Automate the Creation of On-Demand Capacity Reservations for running EC2 instances

Post Syndicated from sbbusser original https://aws.amazon.com/blogs/compute/automate-the-creation-of-on-demand-capacity-reservations-for-running-ec2-instances/

This post is written by Ballu Singh a Principal Solutions Architect at AWS, Neha Joshi a Senior Solutions Architect at AWS, and Naveen Jagathesan a Technical Account Manager at AWS.

Customers have asked how they can “create On-Demand Capacity Reservations (ODCRs) for their existing instances during events, such as the holiday season, Black Friday, marketing campaigns, or others?”

ODCRs let you reserve compute capacity for your your Amazon Elastic Compute Cloud (Amazon EC2) instances. ODCRs further make sure that you always have EC2 capacity access when required, and for as long as you need it. Customers who want to make sure that any instances that are stopped/started during the critical event and are available when needed should be covered by ODCRs.

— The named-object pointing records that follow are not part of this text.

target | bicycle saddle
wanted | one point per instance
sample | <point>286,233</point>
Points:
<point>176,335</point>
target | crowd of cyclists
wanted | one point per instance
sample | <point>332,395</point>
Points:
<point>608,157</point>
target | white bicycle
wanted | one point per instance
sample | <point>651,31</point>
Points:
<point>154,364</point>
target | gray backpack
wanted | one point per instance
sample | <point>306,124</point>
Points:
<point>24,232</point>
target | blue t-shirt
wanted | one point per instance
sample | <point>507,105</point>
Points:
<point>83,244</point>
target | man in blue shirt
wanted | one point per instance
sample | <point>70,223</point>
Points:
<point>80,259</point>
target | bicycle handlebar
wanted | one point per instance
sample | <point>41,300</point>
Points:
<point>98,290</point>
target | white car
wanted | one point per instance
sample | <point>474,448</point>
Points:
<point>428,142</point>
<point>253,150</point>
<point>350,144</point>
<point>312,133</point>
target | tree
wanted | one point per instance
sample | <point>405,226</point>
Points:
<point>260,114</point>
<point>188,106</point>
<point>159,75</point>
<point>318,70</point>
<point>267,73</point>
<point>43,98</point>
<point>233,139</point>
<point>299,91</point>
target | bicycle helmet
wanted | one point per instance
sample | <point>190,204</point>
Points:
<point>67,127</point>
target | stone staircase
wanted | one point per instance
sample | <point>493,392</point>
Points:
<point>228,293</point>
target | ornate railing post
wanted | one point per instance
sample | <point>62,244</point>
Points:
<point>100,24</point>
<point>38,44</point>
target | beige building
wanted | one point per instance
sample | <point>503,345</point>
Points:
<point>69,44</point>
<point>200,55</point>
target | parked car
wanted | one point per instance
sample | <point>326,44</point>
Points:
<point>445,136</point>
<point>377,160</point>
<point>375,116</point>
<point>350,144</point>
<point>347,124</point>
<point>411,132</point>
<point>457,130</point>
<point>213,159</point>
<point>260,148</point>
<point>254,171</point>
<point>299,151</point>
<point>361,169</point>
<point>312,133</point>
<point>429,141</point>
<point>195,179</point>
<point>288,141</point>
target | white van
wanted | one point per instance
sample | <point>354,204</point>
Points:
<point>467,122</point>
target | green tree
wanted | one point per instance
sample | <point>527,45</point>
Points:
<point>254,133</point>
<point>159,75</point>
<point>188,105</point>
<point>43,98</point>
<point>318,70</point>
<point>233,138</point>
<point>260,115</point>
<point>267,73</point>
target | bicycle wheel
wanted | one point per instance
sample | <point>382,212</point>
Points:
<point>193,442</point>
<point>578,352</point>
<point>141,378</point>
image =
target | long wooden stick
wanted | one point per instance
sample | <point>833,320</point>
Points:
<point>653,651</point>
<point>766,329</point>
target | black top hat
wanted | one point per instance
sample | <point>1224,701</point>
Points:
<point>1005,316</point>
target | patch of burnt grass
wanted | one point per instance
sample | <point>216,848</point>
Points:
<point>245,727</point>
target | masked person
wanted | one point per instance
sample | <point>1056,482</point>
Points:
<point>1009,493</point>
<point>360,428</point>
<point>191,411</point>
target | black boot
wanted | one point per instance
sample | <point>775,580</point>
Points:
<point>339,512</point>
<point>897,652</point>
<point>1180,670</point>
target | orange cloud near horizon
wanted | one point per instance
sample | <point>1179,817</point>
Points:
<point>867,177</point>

ODCRs let you reserve compute capacity for your Amazon EC2 instances in a specific availability zone for any duration. This means that you can create and manage capacity reservations independently from the billing discounts offered by Savings Plans or Regional Reserved Instances. You can create ODCR at any time, without entering into a one-year or three-year term commitment, and the capacity is available immediately. Billing starts as soon as the ODCR enters the active state. When you no longer need it, cancel the ODCR to stop incurring charges.

At the time of this blog publication, if you need to create ODCR for existing running instances, you must manually identify your running instances configuration with matching attributes, such as instance type, platform, and Availability Zone. This is a time and resource consuming process.

In this post, we provide an automated way to manage ODCR operations. This includes creating, modifying, and cancelling ODCRs for the running instances across regions in an account, all without requiring any manual intervention of specifying instance configuration attributes. Additionally, it creates an Amazon CloudWatch Alarm for InstanceUtilization and an Amazon Simple Notification Service (Amazon SNS) topic with topic name ODCRAlarmNotificationTopic to notify when the threshold breaches.

Note: This will not create cluster placement group ODCRs. For details on capacity reservations in cluster placement groups, refer here.

Getting started

Before you create Capacity Reservations, note the limitations and restrictions here.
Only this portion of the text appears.